In Memoriam George Bisztray 1938-2012

Our member, longtime supporter and founder of our sister organization in Canada, the Hungarian Studies Association of Canada (HSAC), passed away on December 19, 2012. Professor George (György) Bisztray joined the AHEA in 1975, among the first members of the fledgling group. He served as Vice-President and as Board Member at various times, in the latter capacity ex officio representing the HSAC.

In 1984 he founded the Hungarian Studies Association of Canada as a sister organization to the AHEA and worked closely with us. He hosted several conferences for the AHEA in Canada, particularly in the early years when we met in Canada every third year: 1980, 1983 under AHEA aegis, and in 1986 and 1989 jointly with the HSAC. Even after the HSAC began meeting with the Canadian Association for the Humanities and Social Sciences we held two joint meetings: in 1995 and 2002. Our association with the Canadian group has been fruitful even as we followed different paths which responded to different needs.

Son of the renowned literary historian Gyula Bisztray, Gyuri received his MA in Budapest from Eötvös Loránd University (ELTE). He left for Norway in 1965 and studied at the U. of Oslo before emigrating to the United States in 1966. He received his PhD from the U. of Minnesota where he also began his teaching career. He also taught at the University of Chicago (1969-1975) before moving to Canada to take a position at the University of Alberta where he taught Comparative Literature. In 1978 he was appointed Chair of Hungarian Studies at the U. of Toronto. Upon the appointment, he was invited to be co-editor of the Hungarian Studies Review by Nandor Dreisziger, where he took responsibility for literary submissions. He carried on in this capacity until his retirement from the university in 2004.

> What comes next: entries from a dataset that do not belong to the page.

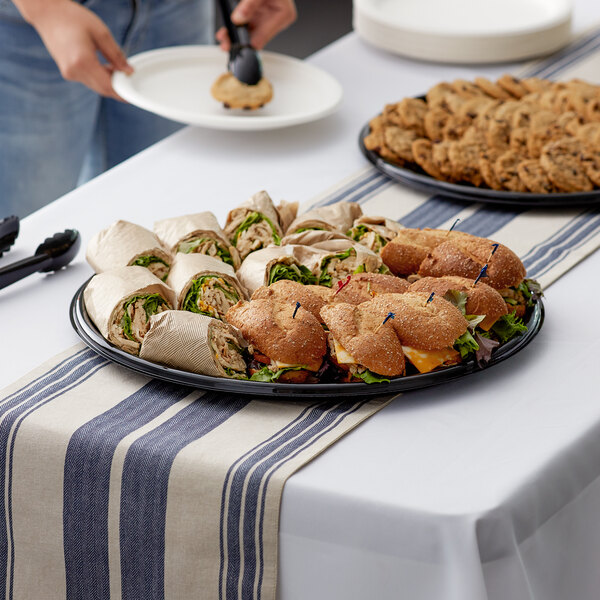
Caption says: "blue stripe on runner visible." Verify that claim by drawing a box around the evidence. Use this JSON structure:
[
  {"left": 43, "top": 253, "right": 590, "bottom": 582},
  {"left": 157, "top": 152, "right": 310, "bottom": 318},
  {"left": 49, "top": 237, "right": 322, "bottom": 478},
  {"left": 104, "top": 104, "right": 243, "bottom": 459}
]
[
  {"left": 0, "top": 352, "right": 108, "bottom": 598},
  {"left": 257, "top": 400, "right": 369, "bottom": 600},
  {"left": 223, "top": 402, "right": 345, "bottom": 600},
  {"left": 523, "top": 212, "right": 595, "bottom": 270},
  {"left": 225, "top": 401, "right": 356, "bottom": 600},
  {"left": 63, "top": 380, "right": 191, "bottom": 600},
  {"left": 398, "top": 196, "right": 472, "bottom": 229},
  {"left": 120, "top": 392, "right": 251, "bottom": 600},
  {"left": 219, "top": 402, "right": 323, "bottom": 598},
  {"left": 455, "top": 208, "right": 523, "bottom": 238},
  {"left": 530, "top": 214, "right": 600, "bottom": 277}
]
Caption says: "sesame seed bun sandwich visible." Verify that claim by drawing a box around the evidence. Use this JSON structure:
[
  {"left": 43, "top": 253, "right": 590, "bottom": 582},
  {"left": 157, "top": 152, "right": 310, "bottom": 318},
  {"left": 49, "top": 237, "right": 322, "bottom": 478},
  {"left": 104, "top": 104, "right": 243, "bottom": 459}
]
[
  {"left": 252, "top": 279, "right": 331, "bottom": 322},
  {"left": 381, "top": 229, "right": 525, "bottom": 290},
  {"left": 409, "top": 275, "right": 508, "bottom": 331},
  {"left": 368, "top": 292, "right": 472, "bottom": 373},
  {"left": 331, "top": 273, "right": 410, "bottom": 304},
  {"left": 381, "top": 229, "right": 542, "bottom": 317},
  {"left": 225, "top": 298, "right": 327, "bottom": 383},
  {"left": 321, "top": 303, "right": 405, "bottom": 383}
]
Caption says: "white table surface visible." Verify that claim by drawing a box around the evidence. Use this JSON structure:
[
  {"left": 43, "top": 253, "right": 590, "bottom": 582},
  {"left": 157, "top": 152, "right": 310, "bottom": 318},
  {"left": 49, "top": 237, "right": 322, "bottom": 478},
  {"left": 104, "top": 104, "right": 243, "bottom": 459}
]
[{"left": 0, "top": 0, "right": 600, "bottom": 600}]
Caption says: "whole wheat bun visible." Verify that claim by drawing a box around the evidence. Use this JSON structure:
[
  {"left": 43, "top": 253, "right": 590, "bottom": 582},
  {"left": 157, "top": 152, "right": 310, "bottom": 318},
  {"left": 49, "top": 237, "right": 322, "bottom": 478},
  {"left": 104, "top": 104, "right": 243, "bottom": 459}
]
[
  {"left": 321, "top": 303, "right": 405, "bottom": 377},
  {"left": 331, "top": 273, "right": 410, "bottom": 304},
  {"left": 381, "top": 229, "right": 526, "bottom": 290},
  {"left": 225, "top": 298, "right": 327, "bottom": 371},
  {"left": 409, "top": 275, "right": 508, "bottom": 331},
  {"left": 252, "top": 279, "right": 331, "bottom": 322},
  {"left": 366, "top": 292, "right": 467, "bottom": 350}
]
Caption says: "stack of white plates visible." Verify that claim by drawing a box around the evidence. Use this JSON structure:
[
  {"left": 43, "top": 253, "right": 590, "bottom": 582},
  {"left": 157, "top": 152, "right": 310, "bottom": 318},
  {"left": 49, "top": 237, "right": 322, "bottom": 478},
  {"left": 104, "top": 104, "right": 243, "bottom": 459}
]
[{"left": 354, "top": 0, "right": 572, "bottom": 64}]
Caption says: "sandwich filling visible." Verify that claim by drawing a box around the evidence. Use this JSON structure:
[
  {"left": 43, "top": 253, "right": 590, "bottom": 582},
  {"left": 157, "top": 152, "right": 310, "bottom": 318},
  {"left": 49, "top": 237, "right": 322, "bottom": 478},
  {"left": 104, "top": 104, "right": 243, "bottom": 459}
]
[
  {"left": 267, "top": 262, "right": 317, "bottom": 285},
  {"left": 210, "top": 327, "right": 246, "bottom": 379},
  {"left": 177, "top": 235, "right": 235, "bottom": 267},
  {"left": 231, "top": 212, "right": 281, "bottom": 259},
  {"left": 346, "top": 223, "right": 387, "bottom": 254},
  {"left": 129, "top": 255, "right": 171, "bottom": 281},
  {"left": 182, "top": 275, "right": 240, "bottom": 319},
  {"left": 110, "top": 294, "right": 171, "bottom": 354},
  {"left": 319, "top": 248, "right": 376, "bottom": 287}
]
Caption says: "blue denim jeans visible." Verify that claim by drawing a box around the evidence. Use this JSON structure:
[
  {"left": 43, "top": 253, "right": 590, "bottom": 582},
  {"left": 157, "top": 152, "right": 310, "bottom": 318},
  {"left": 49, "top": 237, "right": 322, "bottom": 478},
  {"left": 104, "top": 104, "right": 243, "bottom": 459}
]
[{"left": 0, "top": 0, "right": 214, "bottom": 219}]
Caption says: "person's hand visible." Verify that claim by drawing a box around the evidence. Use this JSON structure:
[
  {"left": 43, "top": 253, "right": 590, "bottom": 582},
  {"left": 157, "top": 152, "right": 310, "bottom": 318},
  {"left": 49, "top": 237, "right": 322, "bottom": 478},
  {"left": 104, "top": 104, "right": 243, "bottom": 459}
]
[
  {"left": 216, "top": 0, "right": 297, "bottom": 52},
  {"left": 26, "top": 0, "right": 133, "bottom": 100}
]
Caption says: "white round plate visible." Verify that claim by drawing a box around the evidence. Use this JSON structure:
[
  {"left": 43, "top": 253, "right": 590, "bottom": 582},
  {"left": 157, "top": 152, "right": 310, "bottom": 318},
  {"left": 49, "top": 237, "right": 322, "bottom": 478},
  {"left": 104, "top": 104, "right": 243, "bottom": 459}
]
[
  {"left": 113, "top": 46, "right": 342, "bottom": 131},
  {"left": 354, "top": 0, "right": 572, "bottom": 64}
]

Gyuri remained in this position in spite of many obstacles, steering the Chair clear of Hungarian-Canadian politics and committing it to solid scholarship even when this drew attacks. Seeking the best of culture and scholarship, he used language and literature books as well as films from Hungary at a time when the emigre community attacked even cultural contacts with the mother country. In this, we agreed: Hungarian culture without contact with Hungary could not be a healthy and fruitful development. I think his response to the AHEA was partly based on our commitment to view the politics and the culture of Hungary separately, and in the long run he was vindicated. As Judy Young Drache writes in her moving tribute: “However, Gyuri was nothing if not a fighter and gradually, over the years, he managed not only to develop an interested student body for language, literature and film studies but expanded the activities of the chair into public

lectures and literary events, annual conferences and a scholarly association, the Hungarian Studies Association of Canada (HSAC) to run these, also giving space to interested community members as participants.” As co-editor of the Hungarian Studies Review (formerly the Canadian-American Review of Hungarian Studies he provided secretarial support for it. He collaborated with other chair holders of “ethnic” chairs at the University of Toronto, thus giving the Hungarian chair support and a wider range of influence.

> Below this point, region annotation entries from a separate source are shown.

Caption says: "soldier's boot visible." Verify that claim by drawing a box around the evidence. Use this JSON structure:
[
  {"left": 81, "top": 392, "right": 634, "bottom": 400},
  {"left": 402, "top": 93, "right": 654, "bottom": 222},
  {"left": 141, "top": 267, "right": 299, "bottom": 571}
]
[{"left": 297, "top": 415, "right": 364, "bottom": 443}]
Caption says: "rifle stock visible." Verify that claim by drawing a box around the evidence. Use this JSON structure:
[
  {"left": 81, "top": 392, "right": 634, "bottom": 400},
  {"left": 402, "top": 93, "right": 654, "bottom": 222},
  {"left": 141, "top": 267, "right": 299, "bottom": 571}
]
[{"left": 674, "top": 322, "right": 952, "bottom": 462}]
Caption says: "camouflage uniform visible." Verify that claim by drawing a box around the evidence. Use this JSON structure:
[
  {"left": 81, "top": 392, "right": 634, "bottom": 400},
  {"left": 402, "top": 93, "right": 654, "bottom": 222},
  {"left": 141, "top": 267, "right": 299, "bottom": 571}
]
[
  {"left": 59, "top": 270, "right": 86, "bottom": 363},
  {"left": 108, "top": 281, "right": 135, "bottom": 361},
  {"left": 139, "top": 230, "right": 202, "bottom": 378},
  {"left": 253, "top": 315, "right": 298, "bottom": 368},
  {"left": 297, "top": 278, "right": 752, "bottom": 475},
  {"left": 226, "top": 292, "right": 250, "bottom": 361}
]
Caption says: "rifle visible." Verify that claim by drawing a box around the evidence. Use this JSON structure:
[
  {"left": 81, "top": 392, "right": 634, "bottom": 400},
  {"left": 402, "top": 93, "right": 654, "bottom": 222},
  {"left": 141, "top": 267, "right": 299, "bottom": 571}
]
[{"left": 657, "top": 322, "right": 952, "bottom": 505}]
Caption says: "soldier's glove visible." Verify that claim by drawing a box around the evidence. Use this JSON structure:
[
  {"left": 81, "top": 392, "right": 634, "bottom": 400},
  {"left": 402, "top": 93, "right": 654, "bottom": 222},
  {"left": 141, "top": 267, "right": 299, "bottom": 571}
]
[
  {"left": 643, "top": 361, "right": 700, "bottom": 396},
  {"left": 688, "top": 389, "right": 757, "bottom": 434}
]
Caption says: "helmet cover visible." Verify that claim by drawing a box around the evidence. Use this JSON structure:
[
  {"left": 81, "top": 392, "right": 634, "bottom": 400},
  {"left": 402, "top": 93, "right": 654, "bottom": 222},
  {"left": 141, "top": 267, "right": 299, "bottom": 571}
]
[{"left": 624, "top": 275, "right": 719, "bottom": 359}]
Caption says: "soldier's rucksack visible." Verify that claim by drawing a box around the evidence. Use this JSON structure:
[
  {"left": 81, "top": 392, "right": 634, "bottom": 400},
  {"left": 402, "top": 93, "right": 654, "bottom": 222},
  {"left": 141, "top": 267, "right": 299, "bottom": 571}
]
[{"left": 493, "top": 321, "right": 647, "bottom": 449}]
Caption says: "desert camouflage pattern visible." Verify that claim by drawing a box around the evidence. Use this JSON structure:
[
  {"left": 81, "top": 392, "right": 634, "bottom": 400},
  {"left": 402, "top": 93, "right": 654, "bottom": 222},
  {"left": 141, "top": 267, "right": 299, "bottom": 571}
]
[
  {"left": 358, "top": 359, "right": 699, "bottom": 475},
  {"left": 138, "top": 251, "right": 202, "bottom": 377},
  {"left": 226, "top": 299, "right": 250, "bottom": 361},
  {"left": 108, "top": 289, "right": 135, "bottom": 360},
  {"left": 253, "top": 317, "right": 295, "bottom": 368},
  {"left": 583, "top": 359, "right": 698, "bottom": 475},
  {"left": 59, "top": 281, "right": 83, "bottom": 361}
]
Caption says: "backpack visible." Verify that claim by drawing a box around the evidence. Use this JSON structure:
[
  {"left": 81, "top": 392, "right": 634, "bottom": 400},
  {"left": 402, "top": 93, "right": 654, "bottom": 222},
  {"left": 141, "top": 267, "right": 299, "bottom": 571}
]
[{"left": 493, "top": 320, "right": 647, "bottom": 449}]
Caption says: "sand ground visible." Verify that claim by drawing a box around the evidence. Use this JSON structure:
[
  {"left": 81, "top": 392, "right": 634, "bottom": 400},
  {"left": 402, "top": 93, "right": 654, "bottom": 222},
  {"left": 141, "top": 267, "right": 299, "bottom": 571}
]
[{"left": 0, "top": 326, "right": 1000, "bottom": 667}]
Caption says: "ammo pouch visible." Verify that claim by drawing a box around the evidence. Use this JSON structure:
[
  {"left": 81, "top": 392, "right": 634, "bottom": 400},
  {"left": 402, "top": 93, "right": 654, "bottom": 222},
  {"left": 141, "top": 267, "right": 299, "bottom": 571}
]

The position of “Chair” ceased upon Gyuri’s retirement, but there is still a program of Hungarian Studies at the University of Toronto. Indeed, it is part of the new Munk School of Global Affairs which raises the program’s profile and adds some of the prestige of the Munk School. Hungarian language is still taught (by the faithful Eva Tomory who started under Gyuri’s tutelage) and Hungarian history. The Hungarian Studies Review still exists through the efforts of Nandor Dreisziger and the HSAC is also flourishing and growing, seeking to promote and encourage young talent in the field – in collaboration with US colleagues from two American sister associations, the American Hungarian Educators Association and the US Hungarian Studies Association.

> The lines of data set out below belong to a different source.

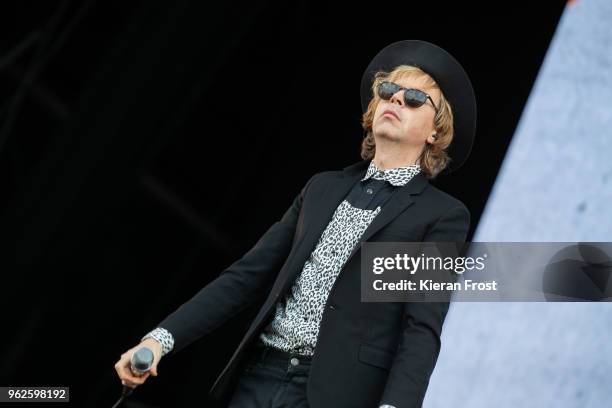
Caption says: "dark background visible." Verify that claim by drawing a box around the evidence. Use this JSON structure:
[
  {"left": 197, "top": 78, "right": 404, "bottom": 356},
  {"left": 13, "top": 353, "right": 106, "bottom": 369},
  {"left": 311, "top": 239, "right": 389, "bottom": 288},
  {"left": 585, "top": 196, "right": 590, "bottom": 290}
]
[{"left": 0, "top": 0, "right": 564, "bottom": 407}]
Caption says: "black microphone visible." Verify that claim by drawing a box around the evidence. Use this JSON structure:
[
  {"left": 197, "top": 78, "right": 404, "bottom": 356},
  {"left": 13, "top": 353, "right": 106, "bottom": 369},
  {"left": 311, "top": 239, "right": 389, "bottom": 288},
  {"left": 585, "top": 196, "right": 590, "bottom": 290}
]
[
  {"left": 113, "top": 347, "right": 154, "bottom": 408},
  {"left": 130, "top": 347, "right": 153, "bottom": 377}
]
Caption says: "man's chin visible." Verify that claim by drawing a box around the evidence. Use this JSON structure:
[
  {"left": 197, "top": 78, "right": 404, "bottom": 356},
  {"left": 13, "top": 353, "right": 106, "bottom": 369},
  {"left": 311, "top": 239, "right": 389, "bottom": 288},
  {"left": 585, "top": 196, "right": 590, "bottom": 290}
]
[{"left": 375, "top": 131, "right": 402, "bottom": 142}]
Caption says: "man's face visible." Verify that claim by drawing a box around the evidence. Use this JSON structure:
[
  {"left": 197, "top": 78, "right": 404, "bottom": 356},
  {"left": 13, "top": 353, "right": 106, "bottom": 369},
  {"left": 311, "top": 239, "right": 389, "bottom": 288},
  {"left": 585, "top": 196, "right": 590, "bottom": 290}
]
[{"left": 372, "top": 77, "right": 440, "bottom": 147}]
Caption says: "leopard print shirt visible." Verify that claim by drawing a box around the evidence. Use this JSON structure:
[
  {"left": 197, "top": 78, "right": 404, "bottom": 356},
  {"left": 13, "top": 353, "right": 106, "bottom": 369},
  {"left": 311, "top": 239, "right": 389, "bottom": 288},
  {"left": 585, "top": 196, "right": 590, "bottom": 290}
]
[
  {"left": 142, "top": 161, "right": 421, "bottom": 356},
  {"left": 260, "top": 161, "right": 420, "bottom": 356}
]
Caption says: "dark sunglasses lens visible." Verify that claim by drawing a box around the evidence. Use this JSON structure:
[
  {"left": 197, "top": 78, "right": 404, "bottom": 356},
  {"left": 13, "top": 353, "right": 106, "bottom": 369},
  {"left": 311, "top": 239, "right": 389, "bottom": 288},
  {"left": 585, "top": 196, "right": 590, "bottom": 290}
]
[
  {"left": 378, "top": 82, "right": 400, "bottom": 100},
  {"left": 404, "top": 89, "right": 427, "bottom": 108}
]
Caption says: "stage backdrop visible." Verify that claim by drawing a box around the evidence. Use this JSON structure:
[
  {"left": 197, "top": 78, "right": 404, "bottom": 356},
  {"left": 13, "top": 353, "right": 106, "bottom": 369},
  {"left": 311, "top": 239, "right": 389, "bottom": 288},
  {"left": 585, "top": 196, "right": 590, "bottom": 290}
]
[{"left": 424, "top": 0, "right": 612, "bottom": 408}]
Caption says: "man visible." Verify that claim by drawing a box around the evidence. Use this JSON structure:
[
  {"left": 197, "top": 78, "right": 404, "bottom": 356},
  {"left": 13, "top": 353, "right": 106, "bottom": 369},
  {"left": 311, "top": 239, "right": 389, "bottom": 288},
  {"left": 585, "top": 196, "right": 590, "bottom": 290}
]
[{"left": 115, "top": 40, "right": 476, "bottom": 408}]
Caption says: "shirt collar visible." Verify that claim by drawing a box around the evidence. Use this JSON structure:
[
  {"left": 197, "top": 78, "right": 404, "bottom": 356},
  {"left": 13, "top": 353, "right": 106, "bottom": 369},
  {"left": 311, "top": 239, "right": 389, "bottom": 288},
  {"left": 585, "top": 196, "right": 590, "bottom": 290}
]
[{"left": 361, "top": 160, "right": 421, "bottom": 186}]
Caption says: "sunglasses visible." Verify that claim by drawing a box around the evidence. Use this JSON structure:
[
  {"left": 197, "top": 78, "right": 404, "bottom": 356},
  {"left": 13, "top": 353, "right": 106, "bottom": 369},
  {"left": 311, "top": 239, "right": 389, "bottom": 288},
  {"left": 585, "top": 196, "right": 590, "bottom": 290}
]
[{"left": 378, "top": 81, "right": 438, "bottom": 114}]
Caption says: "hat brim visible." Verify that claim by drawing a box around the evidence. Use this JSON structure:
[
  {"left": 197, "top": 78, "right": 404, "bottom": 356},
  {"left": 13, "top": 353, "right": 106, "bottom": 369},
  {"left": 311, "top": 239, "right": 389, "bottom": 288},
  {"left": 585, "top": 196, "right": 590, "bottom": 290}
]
[{"left": 361, "top": 40, "right": 476, "bottom": 173}]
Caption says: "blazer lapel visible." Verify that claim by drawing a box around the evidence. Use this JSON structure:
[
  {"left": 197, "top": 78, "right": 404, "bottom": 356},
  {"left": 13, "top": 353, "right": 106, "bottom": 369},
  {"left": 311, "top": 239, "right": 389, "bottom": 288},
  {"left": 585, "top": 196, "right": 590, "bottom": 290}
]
[
  {"left": 344, "top": 167, "right": 429, "bottom": 265},
  {"left": 283, "top": 160, "right": 428, "bottom": 291}
]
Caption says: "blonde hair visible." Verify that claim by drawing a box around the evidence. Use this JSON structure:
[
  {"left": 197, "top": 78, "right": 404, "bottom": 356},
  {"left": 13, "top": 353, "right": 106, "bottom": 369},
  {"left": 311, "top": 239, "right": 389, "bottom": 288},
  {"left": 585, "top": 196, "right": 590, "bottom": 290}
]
[{"left": 361, "top": 65, "right": 454, "bottom": 179}]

George Bisztray, literary historian, educator, contributed to Hungarian studies with his publications that include studies on literary theory and history, comparative literature and Hungarian literary relations in/with Canada in journals such as Canadian Review of Comparative Literature; Source (Forrás); East European Quarterly and Hungarian Studies Review. His books include Marxist Models of Literary Relations (1978); Hungarian Cultural Presence in North America (co-editor with N.F. Dreisziger) (1981), and Hungarian Canadian Literature (1978). He was a good friend and a great colleague and will be greatly missed.